Now attempts are being made to divert the attention from the disturbing questions related to the gross intelligence and defence failures.
Instead of finding the reason behind the negligence to improve the working of the security apparatus what is being done is to make appeals to the people’s patriotism. The whole emphasis is on the betrayal of Pakistan by the US. It is being maintained that the US undertook the operation to gain sole credit of killing bin Laden. Operation Geronimo was conducted without sharing the information with Pakistan while it was Pakistan which had provided the initial leads which had finally led Washington to OBL. The operation is presented as a brazen affront to Pakistan’s sovereignty.

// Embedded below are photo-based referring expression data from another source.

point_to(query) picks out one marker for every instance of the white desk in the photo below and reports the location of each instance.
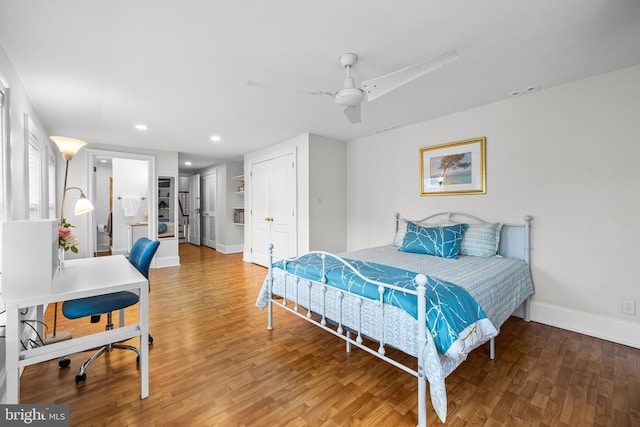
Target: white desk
(80, 278)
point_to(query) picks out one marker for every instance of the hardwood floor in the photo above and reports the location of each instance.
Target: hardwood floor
(214, 363)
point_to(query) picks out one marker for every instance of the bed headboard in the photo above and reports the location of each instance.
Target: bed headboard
(514, 238)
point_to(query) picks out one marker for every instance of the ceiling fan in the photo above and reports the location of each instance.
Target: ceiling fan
(351, 96)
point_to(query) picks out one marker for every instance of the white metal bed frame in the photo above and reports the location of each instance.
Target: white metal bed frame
(514, 242)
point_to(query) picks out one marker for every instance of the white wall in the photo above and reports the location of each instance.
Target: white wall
(18, 187)
(568, 156)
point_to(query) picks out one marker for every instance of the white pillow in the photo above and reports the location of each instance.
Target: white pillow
(481, 240)
(400, 232)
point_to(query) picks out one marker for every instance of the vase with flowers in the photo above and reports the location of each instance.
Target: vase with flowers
(67, 241)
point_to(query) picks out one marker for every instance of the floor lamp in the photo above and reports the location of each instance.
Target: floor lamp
(68, 147)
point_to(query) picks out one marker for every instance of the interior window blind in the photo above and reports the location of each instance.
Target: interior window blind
(51, 169)
(35, 172)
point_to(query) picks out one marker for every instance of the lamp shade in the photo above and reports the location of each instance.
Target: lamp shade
(83, 205)
(68, 146)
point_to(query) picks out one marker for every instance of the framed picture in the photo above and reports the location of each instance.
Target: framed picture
(453, 168)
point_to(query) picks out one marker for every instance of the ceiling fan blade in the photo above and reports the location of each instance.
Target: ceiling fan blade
(306, 92)
(353, 114)
(376, 87)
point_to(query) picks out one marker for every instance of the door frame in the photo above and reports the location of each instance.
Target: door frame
(204, 182)
(192, 199)
(92, 155)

The situation created by the American intervention should have helped realign the civil-military relations to bring them into conformity with other democratic countries. The government could have immediately set up a bipartisan investigation committee or a high powered judicial investigation commission and taken action in accordance with its recommendations. This would have been the first step towards establishing civilian control over the armed forces that characterises democratic polities. It agreed instead on an army led probe that would satisfy none on account of the track record of army probes conducted earlier.
A weak-kneed Gilani has gone ahead with warnings of the country being in danger to try to make people forget the real issue. Making use of the nationalistic discourse of the extreme right wing, he warned the Senate a few days back that the country is facing serious threats, which he did not specify, and that national unity is needed to overcome the difficult situation. No country he said would be provided an opportunity to “cast an evil eye on our homeland”.
The parliament is now being asked to forget the highly damaging lapses and stand firm behind the army and the intelligence apparatus.
Once out of the doldrums, those controlling the country from the shadows would look for a scapegoat. Attempts would be made then to put all the blame on the civilian government. What is needed is to rectify the mistakes and thus strengthen the institutions and the system. Unless this is done, there is no guarantee that the country’s sovereignty will not be violated again.
The writer is a former academic and a political analyst.